Sorting lists in .Net - why it sucks

Today I stumbled upon a very interesting 'feature' of .net 2.0
My application uses a generic SortedList class for storing a sorted
list of objects (on a DateTime key) - that is, SortedList<DateTime,
object>. However, the program kept crashing for some time until I
debugged it to find out that it crashes on inserting data to the
sorted list. Problem was that I was inserting two items with the same
date (the same key).
Hey, how do you think, should sorted list just crash when there is a
duplicate value? Normal lists are expected to store duplicate values,
but some great inventor at Microsoft has made it better. They have
documented this behavior, but why they assume sorting shouldn't work
for duplicate entries in the list? Normal sorting algorithms are just
fine with that.
Of course, I had to use non-generic ArrayList instead with custom
IComparer for sorting.
And there goes another surprise - ArrayList.Sort implements an
unstable sort algorithm. That is, for equal objects, it does not
guarantee that after sorting they will keep the original order. Of
course this is not documented at all. And of course causes problems -
in my case it would make sequential messages with timestamp come in
wrong order.

I don't know what sort algorithm did Microsoft use, but simple
QuickSort implementation is a stable algorithm and has no problem with
sorting duplicated values. When Microsoft recruits any developer, they
ask him to implement some list sorting algorithm during job interview,
so I thought all developers in Microsoft are capable of implementing
it correctly.

Best regards,
RG
nightwatch77 [ Fr, 25 Januar 2008 14:38 ] [ ID #1915954 ]
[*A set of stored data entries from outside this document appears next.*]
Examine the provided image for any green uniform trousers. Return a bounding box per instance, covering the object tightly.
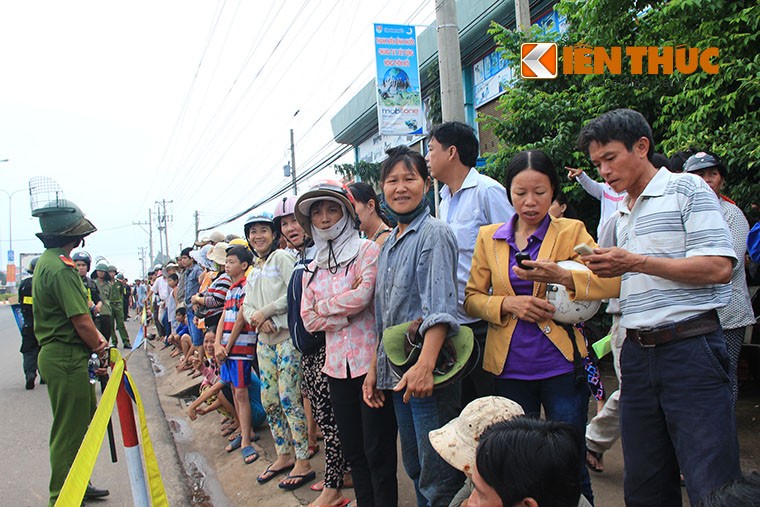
[110,304,130,346]
[38,341,96,507]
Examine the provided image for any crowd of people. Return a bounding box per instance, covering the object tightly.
[24,110,760,507]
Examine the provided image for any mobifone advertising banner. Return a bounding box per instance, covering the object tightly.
[374,23,424,136]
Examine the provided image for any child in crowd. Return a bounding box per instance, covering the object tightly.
[164,273,180,343]
[188,329,235,423]
[172,307,194,372]
[189,328,266,451]
[214,245,260,464]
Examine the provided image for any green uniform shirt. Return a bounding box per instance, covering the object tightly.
[110,279,124,309]
[32,248,90,346]
[94,279,113,315]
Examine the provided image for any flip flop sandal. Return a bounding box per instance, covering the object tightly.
[226,434,242,452]
[586,450,604,473]
[278,470,316,491]
[257,464,295,484]
[310,480,324,492]
[221,426,237,437]
[307,444,320,459]
[308,498,351,507]
[241,446,259,464]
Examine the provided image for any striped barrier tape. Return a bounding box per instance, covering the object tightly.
[55,348,168,506]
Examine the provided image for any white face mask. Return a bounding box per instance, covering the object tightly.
[311,213,349,242]
[309,204,361,270]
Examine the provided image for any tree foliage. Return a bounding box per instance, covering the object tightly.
[481,0,760,233]
[334,160,382,187]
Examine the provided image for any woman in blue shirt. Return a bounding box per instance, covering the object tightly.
[364,145,463,507]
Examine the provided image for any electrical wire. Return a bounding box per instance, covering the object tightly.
[132,0,227,218]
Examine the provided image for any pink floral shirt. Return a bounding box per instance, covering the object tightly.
[301,240,379,379]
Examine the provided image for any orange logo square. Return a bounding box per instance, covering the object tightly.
[521,43,558,79]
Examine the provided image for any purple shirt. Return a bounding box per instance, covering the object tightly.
[493,214,573,380]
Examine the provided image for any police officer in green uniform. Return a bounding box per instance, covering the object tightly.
[18,257,41,390]
[92,262,114,344]
[31,198,110,506]
[73,251,103,323]
[108,265,131,348]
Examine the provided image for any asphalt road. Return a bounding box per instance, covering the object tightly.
[0,305,189,507]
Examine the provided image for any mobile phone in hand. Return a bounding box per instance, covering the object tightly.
[515,252,533,270]
[573,243,595,256]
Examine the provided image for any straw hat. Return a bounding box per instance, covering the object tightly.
[206,242,229,265]
[429,396,524,474]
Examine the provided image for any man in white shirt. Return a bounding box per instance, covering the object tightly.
[579,108,740,507]
[426,121,514,403]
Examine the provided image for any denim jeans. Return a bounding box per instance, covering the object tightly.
[393,381,463,507]
[494,371,593,504]
[620,329,741,506]
[186,308,204,346]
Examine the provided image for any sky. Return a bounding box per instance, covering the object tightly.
[0,0,438,281]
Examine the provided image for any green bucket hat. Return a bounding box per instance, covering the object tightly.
[382,320,478,389]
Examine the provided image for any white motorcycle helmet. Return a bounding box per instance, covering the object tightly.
[546,260,602,324]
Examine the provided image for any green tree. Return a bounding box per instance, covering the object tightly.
[334,161,382,187]
[481,0,760,233]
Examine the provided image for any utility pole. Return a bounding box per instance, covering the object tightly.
[148,209,153,264]
[137,247,147,276]
[133,212,153,267]
[435,0,465,123]
[290,129,297,195]
[155,200,173,260]
[194,210,200,242]
[515,0,531,34]
[155,205,165,260]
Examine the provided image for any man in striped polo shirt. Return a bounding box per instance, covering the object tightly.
[578,109,740,507]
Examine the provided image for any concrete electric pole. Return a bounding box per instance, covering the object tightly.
[194,210,200,242]
[515,0,531,34]
[435,0,465,123]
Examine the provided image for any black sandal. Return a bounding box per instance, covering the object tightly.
[586,450,604,473]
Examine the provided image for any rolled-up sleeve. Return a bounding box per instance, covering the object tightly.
[417,225,460,337]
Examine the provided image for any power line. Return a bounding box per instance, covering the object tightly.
[133,0,227,219]
[199,142,351,231]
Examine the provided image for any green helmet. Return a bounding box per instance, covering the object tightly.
[33,199,96,240]
[108,265,117,272]
[94,262,109,272]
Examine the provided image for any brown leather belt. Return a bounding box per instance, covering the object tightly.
[626,310,719,347]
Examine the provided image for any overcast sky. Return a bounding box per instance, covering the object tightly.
[0,0,437,280]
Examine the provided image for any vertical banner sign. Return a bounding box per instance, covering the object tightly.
[374,23,424,136]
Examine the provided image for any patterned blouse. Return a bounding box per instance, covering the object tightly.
[301,240,380,379]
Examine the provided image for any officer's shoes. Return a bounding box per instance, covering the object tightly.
[84,483,110,499]
[25,373,35,390]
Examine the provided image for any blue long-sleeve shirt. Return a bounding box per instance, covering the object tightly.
[374,210,460,390]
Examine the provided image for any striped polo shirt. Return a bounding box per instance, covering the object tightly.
[221,276,257,359]
[616,169,736,330]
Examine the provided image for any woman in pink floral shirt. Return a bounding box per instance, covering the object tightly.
[297,181,398,507]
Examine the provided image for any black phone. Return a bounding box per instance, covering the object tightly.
[515,252,533,270]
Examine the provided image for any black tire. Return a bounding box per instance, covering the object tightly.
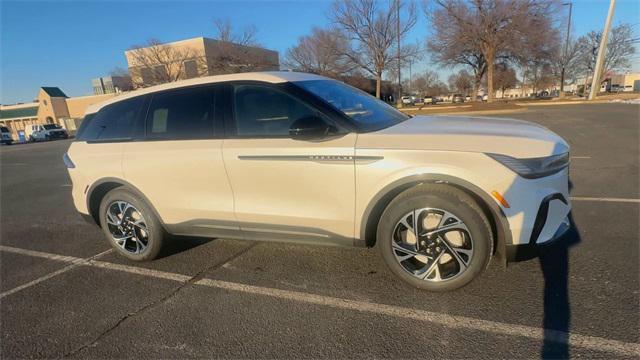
[98,187,165,261]
[377,184,492,292]
[45,135,51,141]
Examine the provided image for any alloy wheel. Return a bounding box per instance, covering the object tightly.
[391,208,474,282]
[105,201,149,254]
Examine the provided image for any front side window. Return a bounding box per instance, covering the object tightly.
[146,86,215,140]
[233,84,319,137]
[77,96,145,141]
[43,124,59,130]
[293,80,409,132]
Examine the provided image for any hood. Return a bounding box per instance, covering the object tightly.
[356,115,569,158]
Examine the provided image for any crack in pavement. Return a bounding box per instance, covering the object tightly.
[62,242,258,358]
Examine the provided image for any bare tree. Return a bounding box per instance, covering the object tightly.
[513,15,561,95]
[576,23,636,89]
[492,63,517,97]
[331,0,418,98]
[284,27,356,77]
[551,37,583,93]
[426,4,486,100]
[410,70,448,95]
[214,18,258,46]
[127,38,199,87]
[448,69,473,94]
[109,66,131,78]
[207,18,277,74]
[430,0,558,102]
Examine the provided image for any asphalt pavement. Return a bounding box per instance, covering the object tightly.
[1,103,638,358]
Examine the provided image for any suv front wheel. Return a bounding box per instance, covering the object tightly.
[99,188,165,261]
[377,184,492,291]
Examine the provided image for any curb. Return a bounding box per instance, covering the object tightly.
[514,100,613,106]
[438,108,528,116]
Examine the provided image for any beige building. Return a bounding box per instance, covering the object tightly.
[92,75,133,95]
[0,87,116,140]
[607,73,640,92]
[125,37,279,88]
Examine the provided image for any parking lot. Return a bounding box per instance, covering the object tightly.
[1,103,638,358]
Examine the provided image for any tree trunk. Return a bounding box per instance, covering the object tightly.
[486,48,495,102]
[521,64,528,97]
[375,72,382,99]
[473,71,481,102]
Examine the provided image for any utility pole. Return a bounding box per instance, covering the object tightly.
[408,60,412,95]
[396,0,403,108]
[589,0,616,100]
[559,2,572,98]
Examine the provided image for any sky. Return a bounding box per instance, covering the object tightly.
[1,0,639,104]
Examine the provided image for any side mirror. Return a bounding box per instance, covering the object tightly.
[289,116,336,140]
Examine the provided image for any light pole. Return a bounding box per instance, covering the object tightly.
[396,0,403,108]
[589,0,616,100]
[559,2,572,98]
[408,60,412,95]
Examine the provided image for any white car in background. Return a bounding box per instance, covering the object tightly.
[401,96,415,105]
[66,71,571,292]
[25,124,69,142]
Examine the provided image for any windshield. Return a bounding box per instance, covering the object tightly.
[294,80,409,132]
[0,126,9,133]
[43,124,60,130]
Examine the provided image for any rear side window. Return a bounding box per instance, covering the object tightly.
[77,96,145,141]
[146,86,215,140]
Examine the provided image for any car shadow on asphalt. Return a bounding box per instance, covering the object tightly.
[158,235,214,259]
[538,212,581,359]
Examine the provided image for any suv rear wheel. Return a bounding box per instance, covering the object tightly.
[99,188,165,261]
[377,184,492,291]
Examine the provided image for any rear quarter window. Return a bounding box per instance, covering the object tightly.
[145,86,216,140]
[77,96,146,142]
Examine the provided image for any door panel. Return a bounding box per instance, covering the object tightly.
[223,134,357,244]
[221,81,357,244]
[123,140,234,227]
[122,85,236,236]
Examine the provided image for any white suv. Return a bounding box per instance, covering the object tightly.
[26,124,69,142]
[66,72,571,291]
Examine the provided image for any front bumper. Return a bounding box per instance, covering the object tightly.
[506,215,571,261]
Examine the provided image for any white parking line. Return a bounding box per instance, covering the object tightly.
[0,245,638,356]
[570,156,591,159]
[571,196,640,203]
[0,246,111,299]
[196,278,639,357]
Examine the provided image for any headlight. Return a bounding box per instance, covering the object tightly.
[487,152,569,179]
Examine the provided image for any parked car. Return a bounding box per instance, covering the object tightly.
[452,94,465,103]
[423,96,437,105]
[1,126,13,145]
[25,124,68,142]
[476,95,489,102]
[66,72,571,292]
[465,95,472,102]
[401,96,414,105]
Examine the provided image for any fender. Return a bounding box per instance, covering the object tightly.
[359,173,512,266]
[85,177,167,230]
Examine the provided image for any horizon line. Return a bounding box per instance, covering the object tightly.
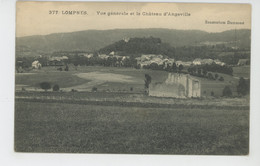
[16,28,251,38]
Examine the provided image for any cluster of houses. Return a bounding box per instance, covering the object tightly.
[96,52,131,67]
[135,54,226,69]
[192,58,225,66]
[31,56,69,69]
[97,51,130,61]
[29,52,249,70]
[30,52,132,69]
[48,56,69,66]
[78,53,94,58]
[135,54,170,68]
[81,51,131,62]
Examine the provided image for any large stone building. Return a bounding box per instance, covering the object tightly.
[149,73,201,98]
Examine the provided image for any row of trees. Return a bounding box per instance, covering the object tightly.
[188,63,233,76]
[222,77,250,97]
[39,82,60,91]
[187,65,225,81]
[141,62,230,82]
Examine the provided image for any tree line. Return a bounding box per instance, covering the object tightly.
[188,63,233,76]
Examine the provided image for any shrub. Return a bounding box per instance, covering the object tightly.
[207,73,214,80]
[40,82,51,91]
[178,64,184,73]
[71,89,78,92]
[223,86,232,97]
[52,84,60,91]
[65,65,69,71]
[130,87,133,91]
[219,76,224,81]
[237,77,250,96]
[57,67,62,71]
[144,74,152,89]
[92,87,98,92]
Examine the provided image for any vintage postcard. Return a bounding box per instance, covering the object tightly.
[15,2,251,155]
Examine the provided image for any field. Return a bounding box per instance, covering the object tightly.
[14,65,250,154]
[15,70,89,89]
[232,65,250,79]
[16,66,168,92]
[15,66,246,97]
[15,100,249,154]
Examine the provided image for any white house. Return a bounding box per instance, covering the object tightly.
[32,60,42,69]
[176,60,185,66]
[201,59,214,65]
[98,54,109,59]
[193,58,216,66]
[83,53,94,58]
[214,59,226,66]
[109,51,115,56]
[150,57,164,65]
[193,58,202,65]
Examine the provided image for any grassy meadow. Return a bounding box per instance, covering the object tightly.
[15,101,249,154]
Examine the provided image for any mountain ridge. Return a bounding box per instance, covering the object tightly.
[16,28,251,55]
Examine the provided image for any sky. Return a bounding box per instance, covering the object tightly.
[16,2,251,37]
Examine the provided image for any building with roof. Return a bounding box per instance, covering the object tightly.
[193,58,202,65]
[32,60,42,69]
[237,59,250,66]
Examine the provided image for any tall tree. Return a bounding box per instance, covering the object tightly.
[202,69,208,77]
[144,74,152,94]
[215,73,219,80]
[172,63,177,72]
[237,77,250,96]
[178,64,184,73]
[223,86,232,97]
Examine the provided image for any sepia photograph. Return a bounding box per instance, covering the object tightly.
[14,1,251,155]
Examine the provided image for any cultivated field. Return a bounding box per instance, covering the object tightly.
[16,66,168,92]
[15,66,246,97]
[15,100,249,154]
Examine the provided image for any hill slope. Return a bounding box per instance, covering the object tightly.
[16,28,251,54]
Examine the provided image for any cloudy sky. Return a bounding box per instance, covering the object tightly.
[16,2,251,37]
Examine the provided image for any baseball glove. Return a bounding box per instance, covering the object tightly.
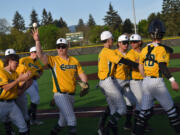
[78,81,89,97]
[49,98,56,107]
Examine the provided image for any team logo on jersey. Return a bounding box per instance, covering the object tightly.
[28,63,39,69]
[60,64,77,71]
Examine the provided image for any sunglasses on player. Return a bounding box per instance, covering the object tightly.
[130,41,139,44]
[56,45,67,49]
[122,41,129,45]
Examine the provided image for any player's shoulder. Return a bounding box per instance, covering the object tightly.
[20,56,30,62]
[69,56,80,63]
[158,43,173,54]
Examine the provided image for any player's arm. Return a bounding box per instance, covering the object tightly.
[32,28,48,65]
[78,72,88,83]
[2,73,30,91]
[159,62,179,91]
[18,78,33,96]
[158,48,179,91]
[118,58,138,69]
[138,63,145,78]
[108,50,138,68]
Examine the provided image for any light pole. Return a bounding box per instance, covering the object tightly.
[132,0,137,34]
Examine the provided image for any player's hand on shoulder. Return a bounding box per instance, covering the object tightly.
[171,81,179,91]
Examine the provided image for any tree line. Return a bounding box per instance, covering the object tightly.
[0,0,179,52]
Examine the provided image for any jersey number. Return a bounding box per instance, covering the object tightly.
[145,54,155,67]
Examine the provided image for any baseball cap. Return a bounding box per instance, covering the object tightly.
[100,31,113,41]
[118,34,129,42]
[56,38,68,45]
[30,46,36,52]
[5,49,16,56]
[130,34,141,41]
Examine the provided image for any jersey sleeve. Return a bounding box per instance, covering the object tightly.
[47,55,55,67]
[0,70,9,86]
[76,60,84,75]
[157,47,167,63]
[107,49,121,64]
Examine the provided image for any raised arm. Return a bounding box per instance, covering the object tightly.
[32,28,48,65]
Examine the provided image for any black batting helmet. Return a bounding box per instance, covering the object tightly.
[148,19,165,39]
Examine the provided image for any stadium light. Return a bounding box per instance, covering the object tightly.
[132,0,137,34]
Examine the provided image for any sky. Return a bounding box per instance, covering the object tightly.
[0,0,163,27]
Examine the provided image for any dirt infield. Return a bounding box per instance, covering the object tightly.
[37,53,180,119]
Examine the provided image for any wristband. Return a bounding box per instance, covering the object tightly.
[169,77,175,82]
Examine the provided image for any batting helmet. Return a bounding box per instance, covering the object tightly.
[148,19,165,39]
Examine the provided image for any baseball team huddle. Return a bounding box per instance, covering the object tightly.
[0,18,179,135]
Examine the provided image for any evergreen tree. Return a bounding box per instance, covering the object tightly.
[76,19,85,31]
[122,18,133,34]
[12,11,25,31]
[41,8,48,25]
[87,14,96,27]
[29,9,39,27]
[47,12,53,24]
[162,0,180,35]
[103,3,122,31]
[53,17,67,28]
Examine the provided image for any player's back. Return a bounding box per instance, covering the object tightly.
[139,43,167,78]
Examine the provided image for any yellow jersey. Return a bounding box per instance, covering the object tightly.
[19,56,43,78]
[0,68,18,100]
[139,43,167,77]
[48,55,84,94]
[0,59,4,68]
[98,48,121,80]
[114,49,129,80]
[127,49,143,80]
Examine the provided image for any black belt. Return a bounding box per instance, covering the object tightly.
[147,76,161,78]
[58,92,75,95]
[131,79,143,81]
[0,99,15,102]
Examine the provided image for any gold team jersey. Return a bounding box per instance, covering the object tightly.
[114,49,129,80]
[0,59,4,68]
[19,56,43,78]
[127,49,143,80]
[139,44,167,78]
[48,55,84,94]
[98,48,121,80]
[0,68,18,100]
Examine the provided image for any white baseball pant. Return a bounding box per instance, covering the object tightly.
[130,80,143,111]
[141,77,174,111]
[26,80,40,104]
[0,101,28,132]
[16,93,29,121]
[99,77,126,115]
[54,92,76,127]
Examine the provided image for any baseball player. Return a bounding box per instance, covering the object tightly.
[0,54,30,135]
[3,49,32,135]
[133,19,180,135]
[19,46,43,125]
[32,28,89,135]
[97,31,138,135]
[114,34,137,131]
Re: Sorting lists in .Net - why it sucks

For info, Wintellect (http://www.wintellect.com/PowerCollections.aspx) has
written a set of generic collection classes that support what you are
looking for (OrderedBag<T>).

From Jeffrey Richter Book:
---------------------------
At Microsoft's request, Wintellect has produced the "Power Collections
Library" to bring some of the C++ Standard Template Library's collection
classes to the CLR programmer.

- José

"nightwatch77" <rafal.gwizdala [at] gmail.com> wrote in message
news:8c3f6f35-5f68-4cdf-8fd5-8aa2b462c433 [at] v46g2000hsv.google groups.com...
> Today I stumbled upon a very interesting 'feature' of .net 2.0
> My application uses a generic SortedList class for storing a sorted
> list of objects (on a DateTime key) - that is, SortedList<DateTime,
> object>. However, the program kept crashing for some time until I
> debugged it to find out that it crashes on inserting data to the
> sorted list. Problem was that I was inserting two items with the same
> date (the same key).
> Hey, how do you think, should sorted list just crash when there is a
> duplicate value? Normal lists are expected to store duplicate values,
> but some great inventor at Microsoft has made it better. They have
> documented this behavior, but why they assume sorting shouldn't work
> for duplicate entries in the list? Normal sorting algorithms are just
> fine with that.
> Of course, I had to use non-generic ArrayList instead with custom
> IComparer for sorting.
> And there goes another surprise - ArrayList.Sort implements an
> unstable sort algorithm. That is, for equal objects, it does not
> guarantee that after sorting they will keep the original order. Of
> course this is not documented at all. And of course causes problems -
> in my case it would make sequential messages with timestamp come in
> wrong order.
>
> I don't know what sort algorithm did Microsoft use, but simple
> QuickSort implementation is a stable algorithm and has no problem with
> sorting duplicated values. When Microsoft recruits any developer, they
> ask him to implement some list sorting algorithm during job interview,
> so I thought all developers in Microsoft are capable of implementing
> it correctly.
>
> Best regards,
> RG
>
>
Alexander Gilman Carv [ Fr, 25 Januar 2008 15:41 ] [ ID #1915958 ]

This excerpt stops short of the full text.